Thursday, March 5, 2009

Two Posts in One

Today I am probably going to let my students out early, but I have decided to go over the "Five Ways of Interpreting a Text" with them. I liked Peters's questions, and I think my students could benefit from them. So, that's what we are going to do today, unless they all seem like zombies. Then, I may just let them go. They wouldn't take any of it in anyway, right?

I am honestly not sure what problems they are having with this essay because I have not seen it yet. I do know that on our workshopping day many of them did not have 5 pages, but it also was not due, so I figure they will fix that before they turn it in today. (Knock on wood.) They have heard me threaten them enough with lowered grades if they do not meet the page requirement, but who knows if that translated into their brains or if they care.

I know that when we spoke about examples of manipulation from Blink, they had trouble differentiating between the author's manipulations and the characters in the stories being manipulated. We talked about this as well, so I hope nobody is still holding onto that false notion. If they have used this to write their papers, they will be getting comments from me about it and possibly a chance to rewrite.

In grading these papers, I probably won't change much.

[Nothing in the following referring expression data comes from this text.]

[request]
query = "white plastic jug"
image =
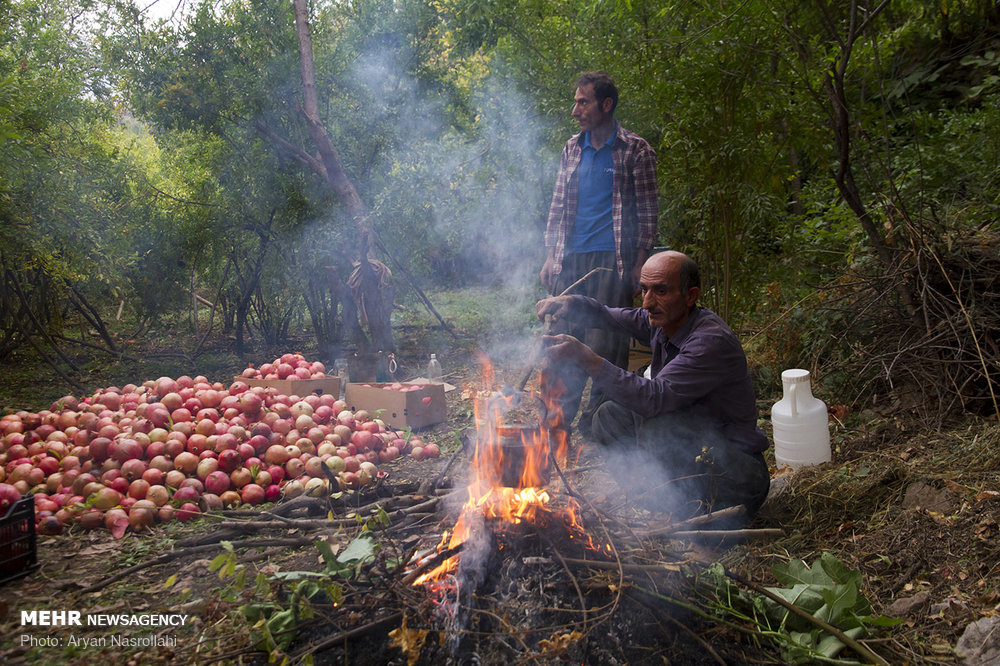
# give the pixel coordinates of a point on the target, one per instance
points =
(801, 426)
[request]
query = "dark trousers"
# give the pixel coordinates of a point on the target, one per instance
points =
(607, 288)
(677, 463)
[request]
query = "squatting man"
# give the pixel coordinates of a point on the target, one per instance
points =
(689, 431)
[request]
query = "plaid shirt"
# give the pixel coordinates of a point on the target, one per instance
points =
(634, 203)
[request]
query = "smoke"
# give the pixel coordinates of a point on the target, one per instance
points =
(462, 188)
(667, 464)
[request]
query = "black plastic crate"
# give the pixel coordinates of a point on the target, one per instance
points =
(18, 546)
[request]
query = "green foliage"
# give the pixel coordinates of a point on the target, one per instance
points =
(827, 590)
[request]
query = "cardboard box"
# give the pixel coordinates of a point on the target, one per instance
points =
(399, 409)
(299, 387)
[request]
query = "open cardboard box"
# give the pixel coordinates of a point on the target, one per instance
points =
(399, 409)
(299, 387)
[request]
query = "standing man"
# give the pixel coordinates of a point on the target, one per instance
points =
(603, 215)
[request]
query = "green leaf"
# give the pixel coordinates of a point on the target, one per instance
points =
(360, 549)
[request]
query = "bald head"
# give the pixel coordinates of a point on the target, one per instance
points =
(670, 260)
(670, 287)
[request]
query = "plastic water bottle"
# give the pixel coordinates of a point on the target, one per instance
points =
(434, 373)
(341, 365)
(801, 425)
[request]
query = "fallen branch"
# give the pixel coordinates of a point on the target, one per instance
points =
(733, 512)
(194, 550)
(430, 563)
(863, 651)
(343, 636)
(730, 534)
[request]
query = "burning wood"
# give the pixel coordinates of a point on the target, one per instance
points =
(510, 466)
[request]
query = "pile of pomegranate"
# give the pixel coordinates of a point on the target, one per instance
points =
(171, 449)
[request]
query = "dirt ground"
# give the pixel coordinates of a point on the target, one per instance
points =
(914, 511)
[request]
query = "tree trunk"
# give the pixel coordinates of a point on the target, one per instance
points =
(374, 297)
(841, 125)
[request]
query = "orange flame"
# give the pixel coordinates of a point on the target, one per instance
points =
(509, 468)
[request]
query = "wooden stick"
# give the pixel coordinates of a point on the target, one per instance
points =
(867, 654)
(434, 561)
(548, 327)
(174, 554)
(729, 534)
(344, 635)
(730, 512)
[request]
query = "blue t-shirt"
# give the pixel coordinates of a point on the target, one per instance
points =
(593, 230)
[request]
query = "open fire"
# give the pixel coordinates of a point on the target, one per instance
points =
(511, 465)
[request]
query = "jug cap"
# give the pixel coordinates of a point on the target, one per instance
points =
(795, 376)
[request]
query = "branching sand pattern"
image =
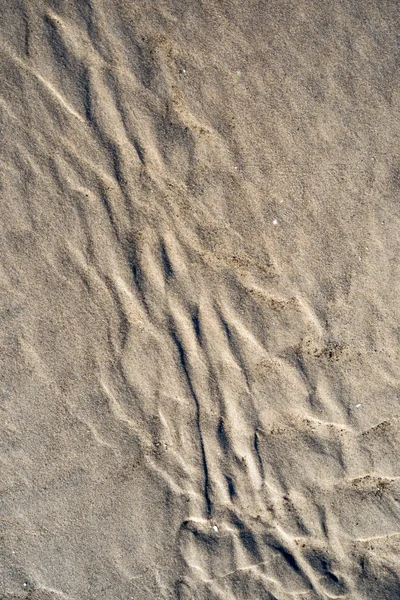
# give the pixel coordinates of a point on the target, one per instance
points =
(199, 367)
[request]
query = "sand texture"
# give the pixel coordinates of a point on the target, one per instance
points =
(200, 300)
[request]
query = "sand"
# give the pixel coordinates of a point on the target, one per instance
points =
(200, 300)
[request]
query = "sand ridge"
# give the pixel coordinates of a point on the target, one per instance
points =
(199, 300)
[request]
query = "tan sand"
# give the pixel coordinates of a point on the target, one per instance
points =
(200, 300)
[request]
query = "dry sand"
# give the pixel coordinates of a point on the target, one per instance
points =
(200, 300)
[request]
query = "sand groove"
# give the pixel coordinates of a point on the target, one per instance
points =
(199, 308)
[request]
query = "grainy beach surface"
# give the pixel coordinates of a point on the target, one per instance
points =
(200, 300)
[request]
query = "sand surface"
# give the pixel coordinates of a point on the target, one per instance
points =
(200, 300)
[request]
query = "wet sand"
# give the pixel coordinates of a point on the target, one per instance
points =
(200, 235)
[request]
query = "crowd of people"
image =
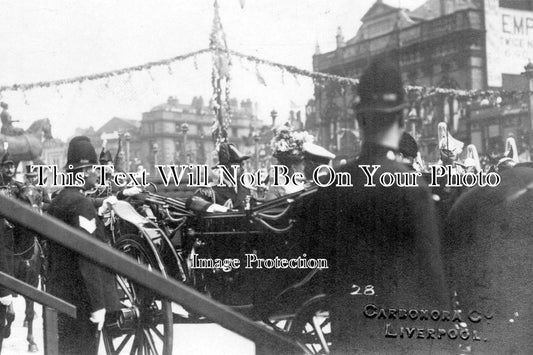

I felt like I developed a good "groove" for grading the last time. It took me a few papers to find it, but it worked. I felt as if my sense for what was an A, B, or C paper came quite naturally after reading a few of them. I am going to stick with this. I may actually be a little more tough on them because it is their second essay. They should have learned something by now, right? I may be less lenient on the lack of a thesis statement, comma splices, or citations that are inadequately formatted.

My mind may change after I actually spend some of Spring Break grading. I do hope to try to be fair and consistent. Is that possible?